Now let us look at the concept of co-ed united brotherhood and sisterhood for Allah’s sake. Many of us think that “is co-ed love even possible provided all the Islamic rulings of male and female interactions are strictly observed?”.
This Quranic verse must be taken by all of us, Muslims, when we think about co-ed love for Allah’s sake:
Allah(swt) says: “The believing men and believing women are allies of one another. They enjoin what is right and forbid what is wrong and establish prayer and give zakah [charity] and obey Allah and His Messenger. Those — Allah will have mercy upon them. Indeed, Allah is Exalted in Might and Wise.” (Qur’an 9:71)
The word that is used is awliyaa’, which is also translated as helpers, supporters, friends, and protectors. This is how Allah (swt) Himself describes how the believing men and women should regard one another. It is the spirit of who we seek to be towards the other gender. Yet, this spirit does not mean interaction between genders is a complete free for all, as the word ‘friend’ tends to imply especially in a western context. Rather, this spirit of love for the sake of Allah (swt) is *only* achieved when it is governed by the letter of the law. The basic guidelines for this interaction include:
- Your intention of dealing with the other gender is sincere.
- Your interaction is purposeful.
- Your ‘awra (nakedness) is covered.
- You lower your gaze at the appropriate times.
- You are not totally secluded with someone of the opposite gender.
- Your reputation is protected.
- You do not physically touch one another.

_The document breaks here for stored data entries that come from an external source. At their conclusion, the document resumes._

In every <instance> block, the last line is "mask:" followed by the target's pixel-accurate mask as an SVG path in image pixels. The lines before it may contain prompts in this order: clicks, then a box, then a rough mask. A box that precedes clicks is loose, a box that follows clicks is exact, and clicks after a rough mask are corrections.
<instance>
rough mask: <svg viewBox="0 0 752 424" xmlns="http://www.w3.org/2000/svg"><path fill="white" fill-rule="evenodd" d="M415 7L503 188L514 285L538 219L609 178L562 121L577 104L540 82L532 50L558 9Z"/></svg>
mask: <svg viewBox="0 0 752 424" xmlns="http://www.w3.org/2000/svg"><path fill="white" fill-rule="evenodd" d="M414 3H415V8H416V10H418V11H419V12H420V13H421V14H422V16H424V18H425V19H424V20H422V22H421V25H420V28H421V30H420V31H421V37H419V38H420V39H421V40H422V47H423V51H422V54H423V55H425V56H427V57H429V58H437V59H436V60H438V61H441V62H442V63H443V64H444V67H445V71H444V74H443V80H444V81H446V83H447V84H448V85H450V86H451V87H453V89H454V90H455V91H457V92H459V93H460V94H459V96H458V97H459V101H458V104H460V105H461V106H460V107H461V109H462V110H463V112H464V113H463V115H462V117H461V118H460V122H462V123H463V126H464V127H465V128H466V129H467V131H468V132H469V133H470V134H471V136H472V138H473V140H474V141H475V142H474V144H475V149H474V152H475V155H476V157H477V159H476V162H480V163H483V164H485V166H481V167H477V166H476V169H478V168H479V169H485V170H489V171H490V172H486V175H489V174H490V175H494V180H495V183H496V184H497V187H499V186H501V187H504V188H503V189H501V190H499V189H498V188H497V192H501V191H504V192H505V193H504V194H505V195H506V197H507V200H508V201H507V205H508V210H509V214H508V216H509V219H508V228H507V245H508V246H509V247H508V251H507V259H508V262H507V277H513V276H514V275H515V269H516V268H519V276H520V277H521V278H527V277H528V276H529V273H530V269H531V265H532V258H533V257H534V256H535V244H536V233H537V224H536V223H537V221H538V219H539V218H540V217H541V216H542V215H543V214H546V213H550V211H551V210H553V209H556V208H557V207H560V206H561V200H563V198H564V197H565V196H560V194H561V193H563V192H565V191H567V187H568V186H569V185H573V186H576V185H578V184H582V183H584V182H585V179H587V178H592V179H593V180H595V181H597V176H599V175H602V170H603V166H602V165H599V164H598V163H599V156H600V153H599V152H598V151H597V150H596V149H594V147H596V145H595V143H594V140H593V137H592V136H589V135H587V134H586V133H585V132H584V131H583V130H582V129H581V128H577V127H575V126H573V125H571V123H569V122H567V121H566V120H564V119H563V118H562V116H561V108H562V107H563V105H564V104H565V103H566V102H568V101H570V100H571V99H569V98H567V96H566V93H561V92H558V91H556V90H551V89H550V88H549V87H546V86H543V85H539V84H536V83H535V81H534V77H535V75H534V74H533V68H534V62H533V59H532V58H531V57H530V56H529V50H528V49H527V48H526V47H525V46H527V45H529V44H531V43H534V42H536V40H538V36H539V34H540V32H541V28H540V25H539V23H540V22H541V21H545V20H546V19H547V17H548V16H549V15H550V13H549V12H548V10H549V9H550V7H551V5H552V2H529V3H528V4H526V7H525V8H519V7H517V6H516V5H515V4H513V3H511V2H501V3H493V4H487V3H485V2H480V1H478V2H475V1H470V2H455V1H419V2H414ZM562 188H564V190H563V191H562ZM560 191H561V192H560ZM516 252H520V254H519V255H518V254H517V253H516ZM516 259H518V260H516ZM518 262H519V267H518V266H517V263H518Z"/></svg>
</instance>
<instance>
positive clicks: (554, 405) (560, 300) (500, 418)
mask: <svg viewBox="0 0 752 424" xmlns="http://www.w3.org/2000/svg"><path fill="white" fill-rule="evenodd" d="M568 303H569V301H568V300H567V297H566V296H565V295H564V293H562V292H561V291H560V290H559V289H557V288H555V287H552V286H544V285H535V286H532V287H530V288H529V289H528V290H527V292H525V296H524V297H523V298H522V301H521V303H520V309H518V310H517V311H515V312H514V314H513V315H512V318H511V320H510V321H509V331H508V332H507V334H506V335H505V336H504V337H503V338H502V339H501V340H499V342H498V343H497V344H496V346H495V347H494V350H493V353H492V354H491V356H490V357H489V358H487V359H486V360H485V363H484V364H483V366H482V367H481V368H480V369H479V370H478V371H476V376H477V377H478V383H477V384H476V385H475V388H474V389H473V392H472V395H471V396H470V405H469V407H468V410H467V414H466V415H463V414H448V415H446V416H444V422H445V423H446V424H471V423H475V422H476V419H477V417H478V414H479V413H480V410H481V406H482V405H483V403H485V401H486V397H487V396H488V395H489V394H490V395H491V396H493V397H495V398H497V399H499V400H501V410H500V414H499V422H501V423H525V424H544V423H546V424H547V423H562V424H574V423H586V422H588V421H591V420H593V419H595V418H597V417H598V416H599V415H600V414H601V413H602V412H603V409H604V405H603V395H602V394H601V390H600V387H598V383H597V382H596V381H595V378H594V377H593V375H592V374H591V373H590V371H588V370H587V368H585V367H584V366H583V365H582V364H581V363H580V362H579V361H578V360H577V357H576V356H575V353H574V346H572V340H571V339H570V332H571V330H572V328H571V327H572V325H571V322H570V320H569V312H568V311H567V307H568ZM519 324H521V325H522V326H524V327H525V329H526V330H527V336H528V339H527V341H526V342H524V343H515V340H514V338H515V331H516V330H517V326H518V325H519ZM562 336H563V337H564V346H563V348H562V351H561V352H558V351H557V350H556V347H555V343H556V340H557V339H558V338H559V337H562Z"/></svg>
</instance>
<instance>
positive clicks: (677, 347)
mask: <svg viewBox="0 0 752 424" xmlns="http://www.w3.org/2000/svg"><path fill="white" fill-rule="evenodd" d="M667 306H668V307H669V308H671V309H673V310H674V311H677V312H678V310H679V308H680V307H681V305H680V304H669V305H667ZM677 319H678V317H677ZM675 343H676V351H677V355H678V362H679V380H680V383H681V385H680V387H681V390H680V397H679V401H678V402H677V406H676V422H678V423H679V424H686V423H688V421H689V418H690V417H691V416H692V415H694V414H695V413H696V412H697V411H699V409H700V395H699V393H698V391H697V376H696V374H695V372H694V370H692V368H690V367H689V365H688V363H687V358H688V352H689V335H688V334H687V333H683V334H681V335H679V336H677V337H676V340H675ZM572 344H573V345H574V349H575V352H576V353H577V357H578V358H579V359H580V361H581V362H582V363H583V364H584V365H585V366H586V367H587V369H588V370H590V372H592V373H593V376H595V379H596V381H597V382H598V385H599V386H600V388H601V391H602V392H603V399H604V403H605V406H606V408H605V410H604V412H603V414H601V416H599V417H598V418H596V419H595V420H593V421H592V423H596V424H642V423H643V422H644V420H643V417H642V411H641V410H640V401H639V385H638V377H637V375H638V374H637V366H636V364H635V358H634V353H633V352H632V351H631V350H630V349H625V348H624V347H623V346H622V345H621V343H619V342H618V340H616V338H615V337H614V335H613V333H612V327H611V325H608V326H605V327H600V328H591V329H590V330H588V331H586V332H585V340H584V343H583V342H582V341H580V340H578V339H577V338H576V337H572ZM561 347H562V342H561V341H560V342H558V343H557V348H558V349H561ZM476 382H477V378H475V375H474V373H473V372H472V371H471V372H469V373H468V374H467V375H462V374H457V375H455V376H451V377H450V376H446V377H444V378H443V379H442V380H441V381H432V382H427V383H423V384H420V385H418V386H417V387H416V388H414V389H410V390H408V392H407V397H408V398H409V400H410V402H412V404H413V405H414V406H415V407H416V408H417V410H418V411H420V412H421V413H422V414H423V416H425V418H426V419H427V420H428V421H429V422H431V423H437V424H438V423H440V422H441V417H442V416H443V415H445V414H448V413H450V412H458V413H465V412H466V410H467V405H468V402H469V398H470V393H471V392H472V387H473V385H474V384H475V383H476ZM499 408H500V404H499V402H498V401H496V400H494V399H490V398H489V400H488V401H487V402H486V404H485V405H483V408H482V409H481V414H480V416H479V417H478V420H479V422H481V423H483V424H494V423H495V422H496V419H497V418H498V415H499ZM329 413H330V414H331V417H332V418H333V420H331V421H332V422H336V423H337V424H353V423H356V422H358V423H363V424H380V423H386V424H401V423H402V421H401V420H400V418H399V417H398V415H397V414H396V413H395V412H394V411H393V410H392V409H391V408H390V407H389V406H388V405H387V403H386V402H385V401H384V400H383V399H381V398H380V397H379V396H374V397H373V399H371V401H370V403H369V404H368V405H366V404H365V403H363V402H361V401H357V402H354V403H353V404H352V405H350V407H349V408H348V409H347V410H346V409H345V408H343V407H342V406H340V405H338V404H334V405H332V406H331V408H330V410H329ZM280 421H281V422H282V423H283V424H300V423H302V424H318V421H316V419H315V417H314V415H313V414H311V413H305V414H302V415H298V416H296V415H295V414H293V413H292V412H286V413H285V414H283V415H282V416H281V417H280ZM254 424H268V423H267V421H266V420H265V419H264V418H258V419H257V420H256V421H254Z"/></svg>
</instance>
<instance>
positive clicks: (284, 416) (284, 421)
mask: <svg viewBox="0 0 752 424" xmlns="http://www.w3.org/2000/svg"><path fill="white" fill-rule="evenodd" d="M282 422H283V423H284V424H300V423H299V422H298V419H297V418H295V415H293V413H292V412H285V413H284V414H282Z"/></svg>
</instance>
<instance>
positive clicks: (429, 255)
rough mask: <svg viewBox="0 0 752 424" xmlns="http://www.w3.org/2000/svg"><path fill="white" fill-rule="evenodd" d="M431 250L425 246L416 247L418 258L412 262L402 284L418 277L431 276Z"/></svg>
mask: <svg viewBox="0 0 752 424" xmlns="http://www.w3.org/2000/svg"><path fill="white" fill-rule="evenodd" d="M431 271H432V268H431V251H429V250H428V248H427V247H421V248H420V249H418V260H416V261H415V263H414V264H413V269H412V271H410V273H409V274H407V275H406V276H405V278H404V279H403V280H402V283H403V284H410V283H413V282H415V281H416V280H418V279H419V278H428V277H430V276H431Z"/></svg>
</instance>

- You respect each-other’s personal space and comfort levels.
- You speak in a decent manner.
- Your circumstances are safe.
- You must not speak unnecessarily.
So, by following all of the above rules, co-ed love for the sake of Allah is possible. There are many examples which we can find in Islamic history where men spoke to women and vice-versa wherein they loved each other for the sake of Allah. It is natural for us to love those who have the same mission as us and this love is unlike lust or any sensual physical attraction or desire which leads to zina (illegal sexual intercourse).This is a pure love and actually this is the kind of love which we have with the great people from the opposite gender of our Islamic history.
May Allah make all of us; Muslims have good friendships and united strong brotherhood and sisterhood bonds for His sake which are extremely beneficial for our life in this dunya and our akhirah. Aameen.
Whatever was pure in this article is from Allah and any mistakes whatsoever is from the writer and Shaitan.
If the reader likes this article, then it is humbly requested that dua is made for the writer.
And Allah always knows best and all praises are for Him.